Amazon debuts its first fitness tracker. Yahoo Finance’s Dan Howley shares the details.

Video Transcript

JULIE HYMAN: All right, let's talk about Amazon's new wearable. It's called Halo. And I don't know, is it-- how does this thing work, Dan? Because there's some questions about it.

DAN HOWLEY: Yeah, this is a new wearable. It's a new product category for Amazon, jumping in and getting this kind of fitness wearable. It's got some weird features, though.

There's two microphones on it that can analyze your voice to see what kind of tone it has, to see how you're speaking to people. It's not necessarily a mood gauge, like a mood ring or anything. But it's a very odd kind of feature.

And then there's a body mass scan. And basically, you would use your smartphone to take a 3D image of yourself. And that would then provide you with your body mass index. Now body mass index, you can debate that, whether or not it's actually an accurate measurement of health or anything along those lines.

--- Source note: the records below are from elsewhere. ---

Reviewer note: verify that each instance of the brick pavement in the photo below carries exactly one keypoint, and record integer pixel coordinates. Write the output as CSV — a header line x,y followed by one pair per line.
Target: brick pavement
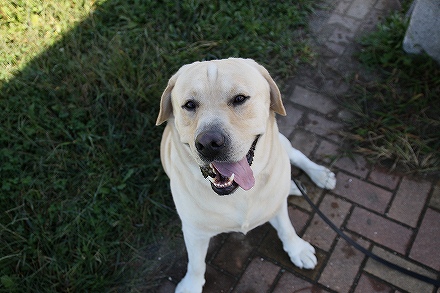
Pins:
x,y
393,215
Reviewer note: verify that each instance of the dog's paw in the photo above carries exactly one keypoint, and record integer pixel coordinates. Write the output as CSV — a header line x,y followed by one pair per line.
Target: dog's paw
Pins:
x,y
190,285
302,254
294,189
323,177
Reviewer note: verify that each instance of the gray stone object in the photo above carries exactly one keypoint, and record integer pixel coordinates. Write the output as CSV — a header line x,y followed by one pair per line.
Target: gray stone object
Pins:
x,y
423,33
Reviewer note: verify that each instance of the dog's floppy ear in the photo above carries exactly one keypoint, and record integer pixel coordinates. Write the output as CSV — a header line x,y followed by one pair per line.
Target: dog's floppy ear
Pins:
x,y
166,107
276,104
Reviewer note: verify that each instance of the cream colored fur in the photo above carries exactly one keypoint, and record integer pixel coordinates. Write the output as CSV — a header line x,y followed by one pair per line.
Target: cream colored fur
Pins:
x,y
212,84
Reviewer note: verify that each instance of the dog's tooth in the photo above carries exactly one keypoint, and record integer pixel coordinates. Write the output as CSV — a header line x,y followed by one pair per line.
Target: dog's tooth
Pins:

It doesn't actually measure the type of fat that you have in your body. There's different types of fat. Some are good. Some are bad. Some are really bad. But it's just a strange addition.

I think outside of that, though, it has the basics that you would expect out of a fitness tracker. It can track activity. There's a temperature sensor on it, which is very good. But it's also entering a very crowded market. $99-- it's not the most expensive. It's not the least expensive.

And since it's a new name, it's hard to know if people will actually go for this. But for now, I think I would stick with the Apple Watch or a Fitbit.

RICK NEWMAN: [HOWLS] --ley. Look, we know what they're doing here. The reason they want to know how fat everybody is is because they want to get into the health care space, right? That's where the future money is.

DAN HOWLEY: Basically, yeah. I mean, look, they want to know what people want, what people are using, what people need. And then they can serve up ads on Amazon. I mean, they're not going to use this data for ads at all. They said that specifically. But if people are going to buy this, then they can say oh, we'll get deeper into the health care space.

JULIE HYMAN: Hmm, all right. Dan Howley, Rick Newman, have a fantastic weekend. Thank you so much.